When World War I broke, ultra-nationalist Canadians accused him of being a traitor by initially calling on Ukrainian Canadians to defend their native Austro-Hungarian homeland (he later told the community that Canada was their new country), and ultra-nationalist Ukrainian Canadians accused him of splintering the Church into a breakaway Orthodox unit. By carefully reading Bishop Budka's correspondence and surveying writings about him, Dr. Hryniuk determined the bishop - now touted as a potential martyr saint in the Church - was misunderstood.
So was she. "I became an apologist for Bishop Budka," she said recently in a telephone interview from her home in Winnipeg.
And all she wants to do is help people know more about their history.

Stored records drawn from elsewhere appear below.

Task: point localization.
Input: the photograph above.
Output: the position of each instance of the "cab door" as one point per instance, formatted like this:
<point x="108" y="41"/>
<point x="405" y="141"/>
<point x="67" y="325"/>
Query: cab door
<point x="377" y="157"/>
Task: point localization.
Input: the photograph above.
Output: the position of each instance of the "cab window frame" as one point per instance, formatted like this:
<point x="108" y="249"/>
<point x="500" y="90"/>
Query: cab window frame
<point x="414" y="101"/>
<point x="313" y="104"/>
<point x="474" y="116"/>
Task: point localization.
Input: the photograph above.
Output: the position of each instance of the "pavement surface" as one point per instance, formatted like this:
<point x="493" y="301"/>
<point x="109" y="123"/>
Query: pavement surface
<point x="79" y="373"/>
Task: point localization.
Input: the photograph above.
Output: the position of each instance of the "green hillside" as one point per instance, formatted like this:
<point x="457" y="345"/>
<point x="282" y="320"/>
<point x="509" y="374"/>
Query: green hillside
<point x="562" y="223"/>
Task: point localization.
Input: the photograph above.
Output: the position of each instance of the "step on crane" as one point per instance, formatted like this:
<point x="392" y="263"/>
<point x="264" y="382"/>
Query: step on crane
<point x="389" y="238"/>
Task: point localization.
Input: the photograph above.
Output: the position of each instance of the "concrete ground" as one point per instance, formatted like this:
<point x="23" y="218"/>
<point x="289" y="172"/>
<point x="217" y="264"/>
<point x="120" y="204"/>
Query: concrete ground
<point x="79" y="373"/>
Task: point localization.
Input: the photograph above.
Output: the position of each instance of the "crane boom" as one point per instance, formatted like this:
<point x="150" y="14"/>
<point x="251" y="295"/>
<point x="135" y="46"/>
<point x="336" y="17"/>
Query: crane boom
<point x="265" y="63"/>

Similarly, Dr. Hryniuk tried to dispel the notion that late 19th century eastern Galicia was rife with alcoholism. After looking at consumption and production figures, the University of Manitoba historian found the accusations were exaggerated.
Dr. Hryniuk's historical research, largely in western Ukraine's Galicia region, has even challenged her own Ukrainian mythology. "I have learned Ukrainians had such richness in their educational background. I always had the impression that nobody went to school. But I found that everybody was getting schooling," she explained.

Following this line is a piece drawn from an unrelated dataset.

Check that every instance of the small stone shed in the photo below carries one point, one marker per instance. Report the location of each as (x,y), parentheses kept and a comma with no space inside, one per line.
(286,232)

Actually, Dr. Hryniuk's career is in some ways a surprise in itself. She admits to being a "lazy kid" in Shoal Lake - a community northwest of Winnipeg in the Riding Mountain district of Manitoba. Dr. Hryniuk dreamed of being a world traveler; her parents wanted her to be like her brother and sister, who maintained top-of-the-class standings in their primary schooling.
However, as she proudly points out, she obtained her doctorate. They didn't.

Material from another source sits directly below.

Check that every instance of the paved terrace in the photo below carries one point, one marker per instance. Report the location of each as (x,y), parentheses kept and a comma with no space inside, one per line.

In fact, getting her Ph.D. in history was somewhat of a feat in itself.
Dr. Hryniuk completed her thesis on "Peasant Society in Transitions: A Case Study of Five East Galician Counties, 1880-1900" in 1984. But she never obtained access to Galician archives until 1987.
"The Soviets wouldn't let me in to see the records [in 1984], so I had to use those in Poland," explained Dr. Hryniuk. "But it was such an innocuous topic, and getting there at the time would have given me a much more grounded thesis."
Nevertheless, when she finally made the trip to western Ukraine three years post-thesis, Dr. Hryniuk discovered how much her thesis was reinforced and supported by the archives in Galicia.
Former collaborator Dr. Lubomyr Luciuk, a political geographer at Kingston's Royal Military College of Canada, credits Dr. Hryniuk as one of Canada's best Ukrainian Canadian historians. "She is a competent researcher and writer, and a solid academic," he said.
An associate professor at the University of Manitoba's departments of history and Slavic studies, Dr. Hryniuk has taught Ukrainian and Ukrainian Canadian history since 1978. This year, her course load includes looking at the Ukrainian civilization, the history of minorities in the modern world, and examining the role of women in Russian writing. The energetic academic is also studying the Ukrainian community in Brazil in what spare time she has.
A winner of the Winnipeg YM-YWCA Women of Distinction Award in 1993, she has written and edited eight books. The most recent, "The Land They Left Behind: Canada's Ukrainians in the Homeland," which features the late 19th century Galician photographs of Czech photographer Frantizek Rehor.
When Dr. Hryniuk is not writing, she's teaching. And when she's doing neither, she's off either in Ukraine - about 15 times so far in eight years - or whisking off to such faraway places as Honolulu (via Vienna, no less) and Atlanta, to deliver presentations at scholarly conferences.
Last September, Dr. Hryniuk even involved her 16-year lifemate, Dr. Fred Stambrook, a former dean of arts at the University of Manitoba and currently acting head of its political studies department, in a joint presentation in Brandon. Their topic: "Reflections on East European Immigrants to Manitoba before 1914."
For the record, Dr. Stambrook is a historian who specializes in West European history. That fact is no small one, and offers symmetry to Dr. Hryniuk's world.
Along with revisionism, symmetry in interpretion is a vital element in Dr. Hryniuk's historical studies.